DNV GL bietet die TR6-konforme Berechnung der Standortgüte für Ihren Standort an. Die Standortgüte wird auf Grundlage des Standortertrages und des Referenzertrags ermittelt. Dabei werden die im Erneuerbare-Energien-Gesetzes (EEG 2017) genannten Vorgaben berücksichtigt.

  • Der Standortertrag ist im EEG 2017 (§36h Anlage 2c) als der Bruttostromertrag definiert, welcher auf Grundlage des standortspezifischen Windpotenzials, einer spezifischen Leistungskurve und für eine bestimmte Nabenhöhe berechnet wird, abzüglich von Verlustfaktoren (Abschattungsverluste, Verfügbarkeitsverluste, elektrische Verluste, Mindererträge aufgrund genehmigungsrechtlicher Auflagen).
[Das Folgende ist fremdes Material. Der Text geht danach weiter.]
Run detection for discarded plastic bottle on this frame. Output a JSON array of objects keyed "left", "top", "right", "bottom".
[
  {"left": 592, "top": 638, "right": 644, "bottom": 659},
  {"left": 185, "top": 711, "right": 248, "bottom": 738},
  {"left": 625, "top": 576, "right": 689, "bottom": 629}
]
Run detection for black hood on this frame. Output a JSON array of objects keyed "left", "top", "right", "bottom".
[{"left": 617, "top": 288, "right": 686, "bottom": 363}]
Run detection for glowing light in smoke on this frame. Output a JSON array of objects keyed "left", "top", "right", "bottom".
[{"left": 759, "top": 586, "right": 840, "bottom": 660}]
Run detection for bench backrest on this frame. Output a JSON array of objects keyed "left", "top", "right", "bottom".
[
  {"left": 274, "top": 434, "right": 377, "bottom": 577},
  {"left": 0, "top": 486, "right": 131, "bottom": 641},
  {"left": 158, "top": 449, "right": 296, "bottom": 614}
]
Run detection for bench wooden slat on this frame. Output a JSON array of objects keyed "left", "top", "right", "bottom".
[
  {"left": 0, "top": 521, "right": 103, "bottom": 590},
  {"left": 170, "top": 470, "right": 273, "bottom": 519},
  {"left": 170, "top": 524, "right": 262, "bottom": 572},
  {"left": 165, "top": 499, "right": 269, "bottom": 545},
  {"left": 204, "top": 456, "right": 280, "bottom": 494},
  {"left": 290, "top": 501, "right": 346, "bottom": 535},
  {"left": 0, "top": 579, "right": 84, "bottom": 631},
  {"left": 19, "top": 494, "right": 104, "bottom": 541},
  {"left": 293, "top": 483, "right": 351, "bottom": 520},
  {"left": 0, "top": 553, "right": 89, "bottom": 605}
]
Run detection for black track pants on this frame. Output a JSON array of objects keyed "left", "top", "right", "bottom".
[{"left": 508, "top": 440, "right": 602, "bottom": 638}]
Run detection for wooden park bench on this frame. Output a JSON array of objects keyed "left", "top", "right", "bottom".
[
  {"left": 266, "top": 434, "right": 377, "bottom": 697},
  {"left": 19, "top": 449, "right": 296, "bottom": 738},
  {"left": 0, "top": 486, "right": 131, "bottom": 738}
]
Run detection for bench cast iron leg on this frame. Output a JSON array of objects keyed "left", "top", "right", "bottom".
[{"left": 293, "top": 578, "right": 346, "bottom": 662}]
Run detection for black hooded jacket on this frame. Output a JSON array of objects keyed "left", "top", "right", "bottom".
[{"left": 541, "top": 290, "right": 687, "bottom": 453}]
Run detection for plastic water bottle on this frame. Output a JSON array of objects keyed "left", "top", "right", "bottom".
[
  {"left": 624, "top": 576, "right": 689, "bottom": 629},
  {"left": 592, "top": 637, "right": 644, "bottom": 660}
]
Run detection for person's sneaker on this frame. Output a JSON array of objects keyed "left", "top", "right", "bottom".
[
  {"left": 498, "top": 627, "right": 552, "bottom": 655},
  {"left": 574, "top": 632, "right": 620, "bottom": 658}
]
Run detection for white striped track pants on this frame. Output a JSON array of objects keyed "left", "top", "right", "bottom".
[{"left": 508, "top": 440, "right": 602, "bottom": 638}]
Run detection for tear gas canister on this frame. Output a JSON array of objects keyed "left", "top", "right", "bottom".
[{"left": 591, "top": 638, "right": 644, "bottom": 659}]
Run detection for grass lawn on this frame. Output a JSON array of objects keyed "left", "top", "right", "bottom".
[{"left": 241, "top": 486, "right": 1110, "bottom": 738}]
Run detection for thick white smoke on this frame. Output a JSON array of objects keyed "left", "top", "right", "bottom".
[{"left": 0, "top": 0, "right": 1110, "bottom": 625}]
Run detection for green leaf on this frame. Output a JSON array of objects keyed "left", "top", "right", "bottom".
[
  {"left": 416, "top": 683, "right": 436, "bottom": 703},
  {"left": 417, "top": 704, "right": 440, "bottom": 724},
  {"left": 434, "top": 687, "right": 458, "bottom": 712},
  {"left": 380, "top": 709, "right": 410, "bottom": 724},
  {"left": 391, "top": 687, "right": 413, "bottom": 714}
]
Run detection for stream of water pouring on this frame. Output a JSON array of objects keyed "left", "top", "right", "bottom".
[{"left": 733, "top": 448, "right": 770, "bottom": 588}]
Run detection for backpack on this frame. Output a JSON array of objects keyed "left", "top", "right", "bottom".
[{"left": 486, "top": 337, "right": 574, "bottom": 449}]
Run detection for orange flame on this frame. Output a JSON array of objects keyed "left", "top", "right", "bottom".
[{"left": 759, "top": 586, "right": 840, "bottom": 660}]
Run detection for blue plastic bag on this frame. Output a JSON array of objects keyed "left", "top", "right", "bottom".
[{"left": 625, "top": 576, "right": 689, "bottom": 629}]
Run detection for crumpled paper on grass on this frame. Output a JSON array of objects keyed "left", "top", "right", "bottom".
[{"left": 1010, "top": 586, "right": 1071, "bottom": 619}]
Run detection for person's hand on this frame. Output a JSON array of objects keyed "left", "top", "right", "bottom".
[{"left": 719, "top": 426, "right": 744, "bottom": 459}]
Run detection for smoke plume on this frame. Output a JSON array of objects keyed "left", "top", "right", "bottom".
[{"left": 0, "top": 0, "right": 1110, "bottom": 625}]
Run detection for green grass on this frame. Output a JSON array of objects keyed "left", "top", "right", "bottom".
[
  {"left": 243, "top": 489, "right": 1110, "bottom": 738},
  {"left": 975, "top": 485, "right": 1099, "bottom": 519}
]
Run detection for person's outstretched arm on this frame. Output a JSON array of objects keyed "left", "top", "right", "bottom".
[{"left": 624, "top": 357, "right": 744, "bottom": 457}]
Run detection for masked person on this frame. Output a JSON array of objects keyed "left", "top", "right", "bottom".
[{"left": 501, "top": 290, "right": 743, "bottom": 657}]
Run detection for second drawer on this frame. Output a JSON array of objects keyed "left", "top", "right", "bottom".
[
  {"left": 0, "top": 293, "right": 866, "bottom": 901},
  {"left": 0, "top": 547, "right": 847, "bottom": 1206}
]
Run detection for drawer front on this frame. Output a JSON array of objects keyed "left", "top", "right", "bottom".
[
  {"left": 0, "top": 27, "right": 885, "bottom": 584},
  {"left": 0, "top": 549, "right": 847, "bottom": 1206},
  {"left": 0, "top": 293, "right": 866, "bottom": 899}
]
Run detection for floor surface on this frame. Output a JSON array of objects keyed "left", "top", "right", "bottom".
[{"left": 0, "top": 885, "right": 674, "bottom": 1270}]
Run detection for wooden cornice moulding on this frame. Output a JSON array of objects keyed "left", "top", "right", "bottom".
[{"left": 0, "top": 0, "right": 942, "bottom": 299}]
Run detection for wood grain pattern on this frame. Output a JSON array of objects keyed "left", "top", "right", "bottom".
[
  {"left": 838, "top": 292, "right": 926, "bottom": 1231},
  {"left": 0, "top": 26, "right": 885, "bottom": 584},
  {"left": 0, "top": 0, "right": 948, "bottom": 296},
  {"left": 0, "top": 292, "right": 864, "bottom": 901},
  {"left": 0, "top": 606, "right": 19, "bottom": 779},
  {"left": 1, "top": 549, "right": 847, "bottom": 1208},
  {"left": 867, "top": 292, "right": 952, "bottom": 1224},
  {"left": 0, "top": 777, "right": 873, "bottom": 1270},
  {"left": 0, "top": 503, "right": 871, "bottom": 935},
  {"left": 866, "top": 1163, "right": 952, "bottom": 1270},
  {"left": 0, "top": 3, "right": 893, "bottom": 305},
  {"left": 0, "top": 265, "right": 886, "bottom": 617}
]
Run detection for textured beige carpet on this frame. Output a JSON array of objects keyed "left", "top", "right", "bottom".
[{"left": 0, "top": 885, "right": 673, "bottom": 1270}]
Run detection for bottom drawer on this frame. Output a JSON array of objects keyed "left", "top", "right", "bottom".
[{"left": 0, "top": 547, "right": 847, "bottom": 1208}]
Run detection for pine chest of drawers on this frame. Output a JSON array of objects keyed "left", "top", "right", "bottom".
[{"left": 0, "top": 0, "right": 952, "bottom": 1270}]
Der Standortertrag kann somit nur aus einem TR6-konformen Standortgutachten abgeleitet  werden.
  • Der Referenzertrag wird entweder vom Kunden zur Verfügung gestellt oder spezifisch für den geplanten WEA-Typ und die geplante Nabenhöhe gemäß der im EEG 2017 vorgegebenen Methode und des dort definierten Referenzstandortes (§36h Anlage 2b) berechnet.

Die Erträge werden anschließend ins Verhältnis gesetzt um die Standortgüte zu bestimmen. Die Berechnung und die Ergebnisse werden in Form eines zusätzlichen Kapitels in den Bericht zum Wind- und Ertragsgutachten integriert.